HaploVL: A Single-Transformer Baseline for Multi-Modal Understanding

The University of Hong Kong ARC Lab, Tencent Tsinghua University

Abstract

Recent advancements in large language models (LLMs) have significantly propelled the development of large multi-modal models (LMMs), highlighting the potential for general and intelligent assistants. However, most LMMs model visual and textual modalities separately, leading to recent efforts to develop native LMMs using one transformer. Despite the promise, these native models are resource-intensive and often exhibit performance gaps compared to their compositional counterparts. To alleviate this issue, we propose a simple yet efficient method to construct a baseline for the native and end-to-end large multi-modal model in a single transformer. First, we propose a new multi-modal transformer model that can fuse multi-modal inputs in the early stage and respond to visual instructions in an auto-regressive manner. Second, we devise an efficient training recipe for the proposed model, which harnesses the prior knowledge of the pre-trained models, addressing both the performance limitations and the challenge of resource consumption. The proposed model demonstrates superior performance compared to other LMMs using one transformer and significantly narrows the performance gap with compositional LMMs.

Method

Model Architecture:

Method Illustration

Figure 1: The model architecture. A single transformer is used to process multi-modal sequences. Bidriectional mask is utilized for visual tokens and causal mask is utilized for textual tokens.

Training Receipe:

Method Illustration

Figure 2: The training pipeline of our HaploVL. During the pre-training stage (a), the pre-decoder is trained by distilling knowledge from the pre-trained vision encoder and the text embeddings of the LLM. Heads and teacher models are dropped after pre-training. In the full fine-tuning stage (b), the entire model is fine-tuned using visual instruction data.

Results

Main results

Main results

Table 1: Comparison on multi-modal benchmarks. `*' denotes images of related training datasets are observed during training. HaploVL-8B-MI is the model further fine-tuned on multi-image datasets.

Ablation study

Ablation for different LLMs, resolution, and visual instruction data:

ablation study

Table 2: Ablation for different LLMs, resolution (Res.), and visual instruction data (Data-S3). `*' denotes that images from training datasets are used during training.

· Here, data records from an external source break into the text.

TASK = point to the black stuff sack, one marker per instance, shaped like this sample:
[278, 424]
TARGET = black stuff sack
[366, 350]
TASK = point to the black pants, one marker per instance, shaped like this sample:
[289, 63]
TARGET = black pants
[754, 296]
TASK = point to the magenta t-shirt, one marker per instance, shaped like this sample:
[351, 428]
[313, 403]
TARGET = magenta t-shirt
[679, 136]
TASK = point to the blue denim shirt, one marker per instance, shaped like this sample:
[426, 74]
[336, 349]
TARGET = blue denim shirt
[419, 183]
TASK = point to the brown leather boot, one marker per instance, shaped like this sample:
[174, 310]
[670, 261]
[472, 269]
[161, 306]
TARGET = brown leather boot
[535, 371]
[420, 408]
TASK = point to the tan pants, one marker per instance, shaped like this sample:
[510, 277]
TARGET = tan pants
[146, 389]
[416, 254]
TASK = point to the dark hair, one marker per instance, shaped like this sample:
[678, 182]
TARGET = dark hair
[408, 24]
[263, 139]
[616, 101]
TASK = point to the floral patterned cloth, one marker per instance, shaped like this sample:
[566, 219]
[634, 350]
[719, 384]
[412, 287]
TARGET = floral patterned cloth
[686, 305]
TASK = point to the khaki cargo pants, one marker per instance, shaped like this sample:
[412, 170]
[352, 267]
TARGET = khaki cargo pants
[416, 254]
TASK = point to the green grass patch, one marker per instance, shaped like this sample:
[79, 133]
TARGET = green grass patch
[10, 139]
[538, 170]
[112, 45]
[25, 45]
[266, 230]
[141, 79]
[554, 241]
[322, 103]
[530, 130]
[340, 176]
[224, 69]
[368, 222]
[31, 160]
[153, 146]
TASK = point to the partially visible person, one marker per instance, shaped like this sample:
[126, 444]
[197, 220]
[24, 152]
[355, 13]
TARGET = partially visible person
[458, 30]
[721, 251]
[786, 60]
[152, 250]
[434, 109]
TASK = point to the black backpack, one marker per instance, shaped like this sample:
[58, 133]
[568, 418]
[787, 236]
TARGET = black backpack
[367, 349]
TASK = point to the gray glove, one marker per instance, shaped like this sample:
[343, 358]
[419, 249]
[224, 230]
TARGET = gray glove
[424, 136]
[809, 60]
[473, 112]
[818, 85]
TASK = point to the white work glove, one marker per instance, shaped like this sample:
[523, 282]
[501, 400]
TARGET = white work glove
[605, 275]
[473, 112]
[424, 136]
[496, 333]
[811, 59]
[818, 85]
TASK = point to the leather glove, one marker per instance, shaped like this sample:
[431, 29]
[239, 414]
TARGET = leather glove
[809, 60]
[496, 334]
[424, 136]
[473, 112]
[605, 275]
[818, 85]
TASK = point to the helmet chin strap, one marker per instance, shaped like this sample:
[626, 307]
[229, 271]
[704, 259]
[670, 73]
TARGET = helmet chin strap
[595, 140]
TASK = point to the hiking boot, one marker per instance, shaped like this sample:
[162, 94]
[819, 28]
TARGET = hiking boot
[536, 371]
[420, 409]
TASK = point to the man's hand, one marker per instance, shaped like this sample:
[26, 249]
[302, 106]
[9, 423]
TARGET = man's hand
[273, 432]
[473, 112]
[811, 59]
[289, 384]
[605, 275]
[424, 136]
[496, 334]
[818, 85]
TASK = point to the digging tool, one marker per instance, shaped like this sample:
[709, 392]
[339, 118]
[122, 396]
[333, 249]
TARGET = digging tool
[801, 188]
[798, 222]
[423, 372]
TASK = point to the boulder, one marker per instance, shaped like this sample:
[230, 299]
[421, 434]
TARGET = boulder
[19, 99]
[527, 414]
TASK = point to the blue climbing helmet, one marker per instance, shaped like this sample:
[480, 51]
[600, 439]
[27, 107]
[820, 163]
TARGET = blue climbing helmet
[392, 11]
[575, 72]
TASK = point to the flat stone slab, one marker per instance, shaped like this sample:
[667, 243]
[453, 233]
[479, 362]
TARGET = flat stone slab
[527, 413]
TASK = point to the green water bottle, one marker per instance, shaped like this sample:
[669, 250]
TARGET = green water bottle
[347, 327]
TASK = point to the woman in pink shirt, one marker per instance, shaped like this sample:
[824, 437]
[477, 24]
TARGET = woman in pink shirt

    🌟 A more advanced language model delivers significantly superior results.
    🌟 Higher input resolution enhances performance, as the LMM can capture finer-grained visual details.
    🌟 Expanding the visual instruction tuning data leads to substantial improvements by enriching the LMM's knowledge.

Ablation for pretraining stage (stage 1):

ablation study

Table 3: Ablation for pretraining stage.

    🌟 pretraining stage accelerates the convergence process.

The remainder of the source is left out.